It's starting to feel like spring

For the first time in a long while, it feels as though education, social care, community economics, and national resilience policy are beginning to speak the same language. They certainly appear to be pointing in the same direction. Let’s see!

On 9 March 2026, the Ministry of Housing, Community & Local Government published its new policy paper Protecting What Matters: Towards a more confident, cohesive, and resilient United Kingdom, setting out steps to strengthen social cohesion, rebuild trust and create the conditions for shared prosperity. This vision lands at a moment where schools, communities, and civic leaders are already pushing for a whole‑system redesign built around the PERSON. 

On education:

For years, education white papers have spoken about the wider civic role of schools, not just as places of learning, but as core community institutions capable of improving health, supporting families, building economic participation, and strengthening local identity. With the publication of the recent School’s White Paper and then this newest government policy announcement, this perhaps no longer feels aspirational and a little more joined up?
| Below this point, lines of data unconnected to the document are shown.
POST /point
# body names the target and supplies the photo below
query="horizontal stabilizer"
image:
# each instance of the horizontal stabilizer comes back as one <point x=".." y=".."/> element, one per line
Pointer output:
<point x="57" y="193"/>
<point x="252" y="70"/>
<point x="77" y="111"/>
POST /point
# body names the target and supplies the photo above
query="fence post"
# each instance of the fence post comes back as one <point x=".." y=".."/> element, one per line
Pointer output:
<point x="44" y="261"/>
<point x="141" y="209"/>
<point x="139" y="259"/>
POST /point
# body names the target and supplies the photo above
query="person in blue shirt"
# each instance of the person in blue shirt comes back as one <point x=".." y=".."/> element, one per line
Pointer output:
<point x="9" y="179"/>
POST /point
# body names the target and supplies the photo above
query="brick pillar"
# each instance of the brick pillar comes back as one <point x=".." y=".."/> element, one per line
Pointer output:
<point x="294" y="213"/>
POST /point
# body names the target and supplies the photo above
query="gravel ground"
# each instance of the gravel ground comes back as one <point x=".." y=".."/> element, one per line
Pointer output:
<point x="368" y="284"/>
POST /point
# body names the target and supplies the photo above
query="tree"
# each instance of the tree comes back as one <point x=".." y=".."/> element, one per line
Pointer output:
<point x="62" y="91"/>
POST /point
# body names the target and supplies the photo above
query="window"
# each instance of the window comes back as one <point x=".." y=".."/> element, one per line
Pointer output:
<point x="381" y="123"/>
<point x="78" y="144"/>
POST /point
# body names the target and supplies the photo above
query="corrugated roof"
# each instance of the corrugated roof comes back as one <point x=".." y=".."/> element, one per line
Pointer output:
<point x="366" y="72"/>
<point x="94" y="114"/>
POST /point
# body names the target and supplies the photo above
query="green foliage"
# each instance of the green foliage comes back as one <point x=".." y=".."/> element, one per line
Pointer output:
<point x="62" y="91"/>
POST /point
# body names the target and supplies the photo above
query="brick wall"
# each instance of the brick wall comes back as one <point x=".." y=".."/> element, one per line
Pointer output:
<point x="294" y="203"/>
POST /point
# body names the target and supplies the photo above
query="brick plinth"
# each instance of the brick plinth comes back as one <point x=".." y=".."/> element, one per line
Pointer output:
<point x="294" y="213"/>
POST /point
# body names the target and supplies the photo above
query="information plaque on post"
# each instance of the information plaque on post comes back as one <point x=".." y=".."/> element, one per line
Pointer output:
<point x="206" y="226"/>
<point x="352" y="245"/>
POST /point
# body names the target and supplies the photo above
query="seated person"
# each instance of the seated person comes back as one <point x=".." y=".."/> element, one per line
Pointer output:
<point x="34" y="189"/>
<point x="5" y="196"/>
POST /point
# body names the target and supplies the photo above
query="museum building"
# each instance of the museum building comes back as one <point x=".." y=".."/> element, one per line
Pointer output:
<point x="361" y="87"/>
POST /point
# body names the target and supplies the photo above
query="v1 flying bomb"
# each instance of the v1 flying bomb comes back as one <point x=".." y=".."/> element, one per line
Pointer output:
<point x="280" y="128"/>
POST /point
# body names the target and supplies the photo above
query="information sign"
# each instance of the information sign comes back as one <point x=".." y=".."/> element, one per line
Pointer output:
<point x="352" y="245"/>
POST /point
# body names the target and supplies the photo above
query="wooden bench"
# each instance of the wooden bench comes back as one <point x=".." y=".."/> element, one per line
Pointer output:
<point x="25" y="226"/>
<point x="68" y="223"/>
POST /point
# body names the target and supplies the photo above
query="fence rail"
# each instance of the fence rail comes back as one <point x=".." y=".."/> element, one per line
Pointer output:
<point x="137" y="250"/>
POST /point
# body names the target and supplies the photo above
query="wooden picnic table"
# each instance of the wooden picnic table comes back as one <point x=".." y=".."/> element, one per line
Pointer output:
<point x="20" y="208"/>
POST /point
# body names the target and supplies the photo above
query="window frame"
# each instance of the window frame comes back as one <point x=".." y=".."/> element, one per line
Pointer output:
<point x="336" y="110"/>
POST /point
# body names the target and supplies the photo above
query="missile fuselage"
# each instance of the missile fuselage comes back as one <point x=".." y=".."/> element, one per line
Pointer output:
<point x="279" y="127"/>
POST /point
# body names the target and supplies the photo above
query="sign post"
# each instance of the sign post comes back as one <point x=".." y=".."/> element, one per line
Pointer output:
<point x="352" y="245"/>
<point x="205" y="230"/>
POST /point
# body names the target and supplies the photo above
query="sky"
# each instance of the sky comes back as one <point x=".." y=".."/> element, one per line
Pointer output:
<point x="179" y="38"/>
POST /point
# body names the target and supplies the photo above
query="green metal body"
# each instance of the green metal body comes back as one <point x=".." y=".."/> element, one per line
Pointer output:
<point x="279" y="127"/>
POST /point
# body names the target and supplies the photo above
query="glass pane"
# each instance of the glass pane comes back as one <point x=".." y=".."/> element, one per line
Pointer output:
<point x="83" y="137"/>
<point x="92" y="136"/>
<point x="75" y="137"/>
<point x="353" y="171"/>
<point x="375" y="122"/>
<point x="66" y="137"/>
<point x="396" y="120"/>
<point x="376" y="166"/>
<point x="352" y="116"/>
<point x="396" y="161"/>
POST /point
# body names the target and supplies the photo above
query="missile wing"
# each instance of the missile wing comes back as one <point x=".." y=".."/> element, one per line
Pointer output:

The new Ministry of Housing, Community and Local Government policy with its emphasis on cohesion, shared values, and multi‑agency alignment, reinforces what our leaders across education and health and social care have known for years - that we can’t build a resilient nation without positioning our people at its heart. This sounds very obvious as a concept, but it amazes me how often dots aren’t joined here. That is why the emerging cross‑government narrative matters to me and to many others. 

When national policy speaks about “cohesion”, “integration”, “community and resilience”, it opens the door to more coherent approaches to child and adult wellbeing, and to breaking down the long‑standing separation between our government departments.

On adult social care

Baroness Casey’s speech just over a week ago was pretty punchy. It was an example of bold honesty about the urgent need for public‑service reform. While not tied to the 9 March 2026 policy paper, her wider critiques of adult social care, local systems, and governance echo the same underlying truth that our adult health and social‑care model is no longer fit for purpose. Her challenge to rethink the structures, expectations, and funding frameworks of adult support resonates with the shift we see in child‑centred services. Both point to the need for local systems that work with communities, not around them, integrated services that don’t expect people to navigate complexity alone, and renewed focus on DIGNITY, AGENCY and PREVENTION. 

Baroness Casey’s boldness aligns with the direction of travel in ‘Protecting What Matters’: a cross‑government recognition that fragmented, reactive systems are failing to deliver stability or cohesion. This also aligns with the work we, Stone King, are doing through our public sector transformation consultancy.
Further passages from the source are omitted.